Selectome (phase 1)

Long Title: Selectome: positive Darwinian selection on the Grid - Phase 1
Université de Lausanne
Swiss Institute of Bioinformatics (unfunded partner)
Domain: Grid
Status: finished
Start Date: 01.07.2010
End Date: 31.12.2011
Project Leader: H. Stockinger
Deputy Project Leader: N. Salamin, M. Robinson-Rechavi
Website: http://selectome.unil.ch

Selectome has designed, developed and deployed a scientific bioinformatics application on the sustainable Grid infrastructure of SMSCG, as an essential ingredient for a functional Grid environment in Switzerland. This project also provides the necessary expertise to support the targeted life science user community.

See also Selectome Phase 2


The project provides a software tool (called gcodeml) that taps into the power of a computational Grid to support CPU intensive calculations that support the study of evolution of species. It enables the Selectome team at UNIL to create future versions of Selectome using computational Grid resources of Swiss scientific and academic partners. In this way, life scientists will have an up-to-date Selectome database which provides an easy-to-use web interface to biological knowledge.
Grid/Selectome has selected GC3's gc3pie framework as the underlying software to build a fault-tolerance submission system for codeml jobs.

Komponente Beschreibung
Software package gcodeml The software is part of the gc3pie distribution and available in the SVN repository of the gc3pie project. Additionally, a copy of the gcodeml code can be found in the private SVN of SIB/Vital-IT.
It is available on demand: selectome@unil.ch
Selectome: a Database of Positive Selection Selectome web site: The main entry point

UNIL, SIB/Vital-IT and UZH/GC3 will extend the existing software based on gc3pie from UZH to run the Selectome workflow in a full production environment during Phase 2.


The overall scientific goal is to:

  • provide up-to-date data (based on CPU intensive calculations) for the Selectome database and
  • design, develop and deploy a high-throughput Grid version of Codeml.

Positive selection (i.e. the usage of the PAML/Codeml package) is applied by several thousands of scientists in the life science domains (PAML has more than 2700 citations). Therefore, there is a large potential user community of Selectome within and outside Switzerland. The SMSCG project is seen as a major driver to calculate new data sets and to provide a better service to the user community.
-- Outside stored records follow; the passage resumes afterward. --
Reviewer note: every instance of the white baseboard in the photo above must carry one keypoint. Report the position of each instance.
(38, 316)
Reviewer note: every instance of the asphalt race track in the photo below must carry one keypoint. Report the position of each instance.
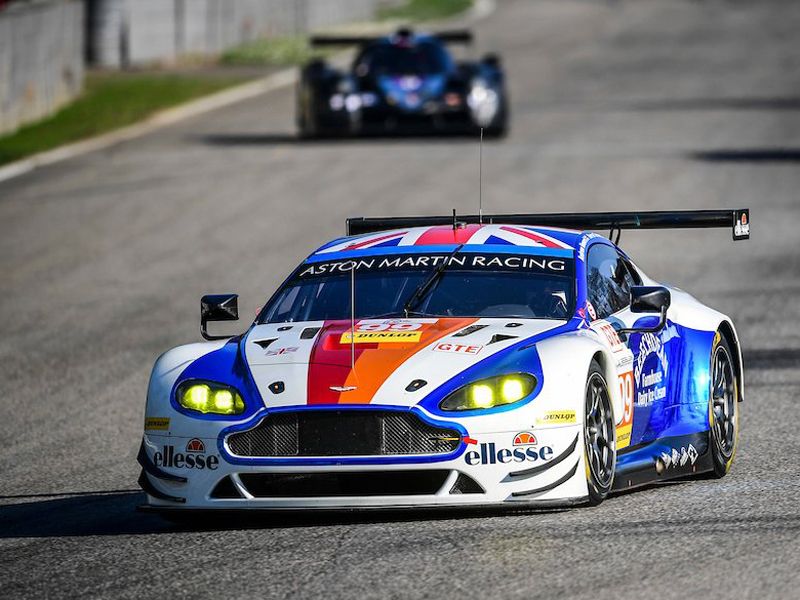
(641, 104)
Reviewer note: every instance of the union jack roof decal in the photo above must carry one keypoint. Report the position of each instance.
(484, 235)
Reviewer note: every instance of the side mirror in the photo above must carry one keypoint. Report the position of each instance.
(649, 299)
(492, 60)
(218, 307)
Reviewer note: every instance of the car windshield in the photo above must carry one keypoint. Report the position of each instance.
(425, 58)
(472, 285)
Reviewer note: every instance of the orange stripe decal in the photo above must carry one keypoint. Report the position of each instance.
(381, 347)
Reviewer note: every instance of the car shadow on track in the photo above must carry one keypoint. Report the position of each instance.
(278, 139)
(114, 513)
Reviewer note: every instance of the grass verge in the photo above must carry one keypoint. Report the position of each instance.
(424, 10)
(295, 50)
(279, 51)
(109, 101)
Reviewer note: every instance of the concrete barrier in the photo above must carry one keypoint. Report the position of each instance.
(138, 32)
(41, 59)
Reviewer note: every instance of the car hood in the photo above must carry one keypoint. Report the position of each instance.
(314, 363)
(410, 92)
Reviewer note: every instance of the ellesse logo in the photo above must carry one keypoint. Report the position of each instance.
(193, 458)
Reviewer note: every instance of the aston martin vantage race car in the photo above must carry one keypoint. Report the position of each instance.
(402, 83)
(420, 362)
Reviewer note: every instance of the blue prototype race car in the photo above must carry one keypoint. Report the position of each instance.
(403, 83)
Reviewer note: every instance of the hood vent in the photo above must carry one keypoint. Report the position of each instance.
(501, 337)
(468, 330)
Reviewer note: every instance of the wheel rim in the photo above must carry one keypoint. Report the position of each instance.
(599, 431)
(723, 402)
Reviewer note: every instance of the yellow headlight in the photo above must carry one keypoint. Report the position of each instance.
(482, 395)
(210, 398)
(490, 392)
(511, 390)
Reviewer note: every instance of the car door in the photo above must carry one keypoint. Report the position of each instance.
(609, 280)
(646, 382)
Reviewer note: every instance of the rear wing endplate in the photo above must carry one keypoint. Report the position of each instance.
(737, 219)
(455, 36)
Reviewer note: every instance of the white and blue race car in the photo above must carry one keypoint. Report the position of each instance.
(419, 362)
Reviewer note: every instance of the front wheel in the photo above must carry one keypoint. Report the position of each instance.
(723, 413)
(599, 435)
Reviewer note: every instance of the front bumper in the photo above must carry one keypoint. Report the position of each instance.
(490, 470)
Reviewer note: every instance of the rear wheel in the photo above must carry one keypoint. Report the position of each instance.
(723, 413)
(599, 434)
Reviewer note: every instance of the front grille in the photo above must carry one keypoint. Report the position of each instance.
(343, 433)
(322, 485)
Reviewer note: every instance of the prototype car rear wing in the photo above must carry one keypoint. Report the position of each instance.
(738, 219)
(456, 36)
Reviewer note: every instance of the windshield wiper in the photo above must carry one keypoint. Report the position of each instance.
(426, 285)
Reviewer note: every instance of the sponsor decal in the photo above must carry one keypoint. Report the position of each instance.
(194, 457)
(742, 228)
(625, 426)
(680, 457)
(457, 348)
(392, 331)
(492, 262)
(552, 417)
(651, 367)
(279, 351)
(590, 309)
(524, 438)
(490, 454)
(156, 423)
(343, 388)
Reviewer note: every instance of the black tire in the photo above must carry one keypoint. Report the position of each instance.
(599, 436)
(723, 407)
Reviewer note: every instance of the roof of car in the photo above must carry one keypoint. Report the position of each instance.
(488, 235)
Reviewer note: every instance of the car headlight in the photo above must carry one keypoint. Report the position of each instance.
(490, 392)
(206, 397)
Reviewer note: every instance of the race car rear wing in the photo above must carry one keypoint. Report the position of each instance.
(456, 36)
(737, 219)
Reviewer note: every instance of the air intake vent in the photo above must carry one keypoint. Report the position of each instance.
(366, 483)
(309, 333)
(225, 489)
(468, 330)
(466, 485)
(343, 433)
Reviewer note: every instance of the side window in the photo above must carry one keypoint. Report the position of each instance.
(609, 280)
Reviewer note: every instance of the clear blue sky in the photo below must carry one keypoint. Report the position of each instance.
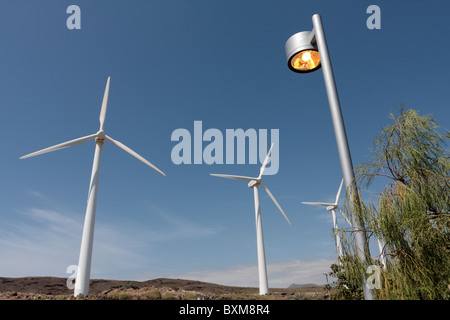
(172, 63)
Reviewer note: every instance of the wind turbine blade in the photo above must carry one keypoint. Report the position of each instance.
(275, 201)
(134, 154)
(229, 176)
(60, 146)
(266, 160)
(345, 217)
(339, 191)
(104, 105)
(319, 204)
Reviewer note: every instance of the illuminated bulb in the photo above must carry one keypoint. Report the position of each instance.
(305, 61)
(306, 56)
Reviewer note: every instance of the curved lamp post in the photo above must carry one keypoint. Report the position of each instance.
(307, 51)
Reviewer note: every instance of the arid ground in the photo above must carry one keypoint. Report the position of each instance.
(52, 288)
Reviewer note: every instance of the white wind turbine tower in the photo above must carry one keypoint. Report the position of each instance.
(254, 183)
(84, 263)
(332, 207)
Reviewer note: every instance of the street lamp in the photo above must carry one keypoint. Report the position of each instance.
(307, 51)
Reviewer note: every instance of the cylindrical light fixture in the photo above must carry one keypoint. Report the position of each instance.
(301, 55)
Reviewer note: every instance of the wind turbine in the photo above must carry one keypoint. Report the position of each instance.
(332, 207)
(84, 262)
(255, 183)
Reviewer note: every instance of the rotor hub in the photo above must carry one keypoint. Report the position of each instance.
(254, 183)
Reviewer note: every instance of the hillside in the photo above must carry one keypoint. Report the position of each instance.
(52, 288)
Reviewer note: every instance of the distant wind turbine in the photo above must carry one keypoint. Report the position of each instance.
(254, 183)
(84, 263)
(332, 207)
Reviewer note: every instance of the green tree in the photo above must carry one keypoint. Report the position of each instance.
(411, 213)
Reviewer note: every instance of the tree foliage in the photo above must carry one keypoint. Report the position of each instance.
(411, 214)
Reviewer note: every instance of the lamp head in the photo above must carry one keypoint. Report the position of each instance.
(301, 55)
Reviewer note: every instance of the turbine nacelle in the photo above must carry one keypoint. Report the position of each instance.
(254, 183)
(100, 136)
The envisaged scientific application is based on the concept of Darwinian selection, which is the force that drives evolutionary diversification and functional changes for living beings. The group of Prof. Marc Robinson-Rechavi has developed and operates a database of such Darwinian selection, which is called Selectome and is freely available to scientists of the life science community world-wide.
The actual data behind the database is pre-calculated using phylogenetic approaches and in particular with the reference software called Codeml (PAML package).
Even if the database/service is already online, there are data to update on a regular basis, and many more data sets to be pre-calculated. The group does not have sufficient CPU resources to process all the data. It is therefore of major interest to tap the computation engine into the SMSCG computing Grid since the problem is embarrassingly parallel. In addition to being CPU intensive, the application also generates considerably big amounts of data (in the order of several hundreds of GBs) that need to be properly managed.


The technical programme is divided into three technical work packages which are accompanied by a management work package:

  1. Grid-enabling of Selectome and Codeml: command line-based, fault-tolerant gridification of Codeml as the computational back-end to Selectome.
  2. Simulation and production runs of Selectome/Codeml: production runs of small data sets such as fungi; and production runs of large data sets.
  3. Life science application and user support: in addition to supporting the phylogenetic applications Selectome/Codeml, other life science applications (molecular modelling, sequence search and analysis, proteomics etc.) and users will be supported. Other applications will be considered in cooperation with the SMSCG-II project.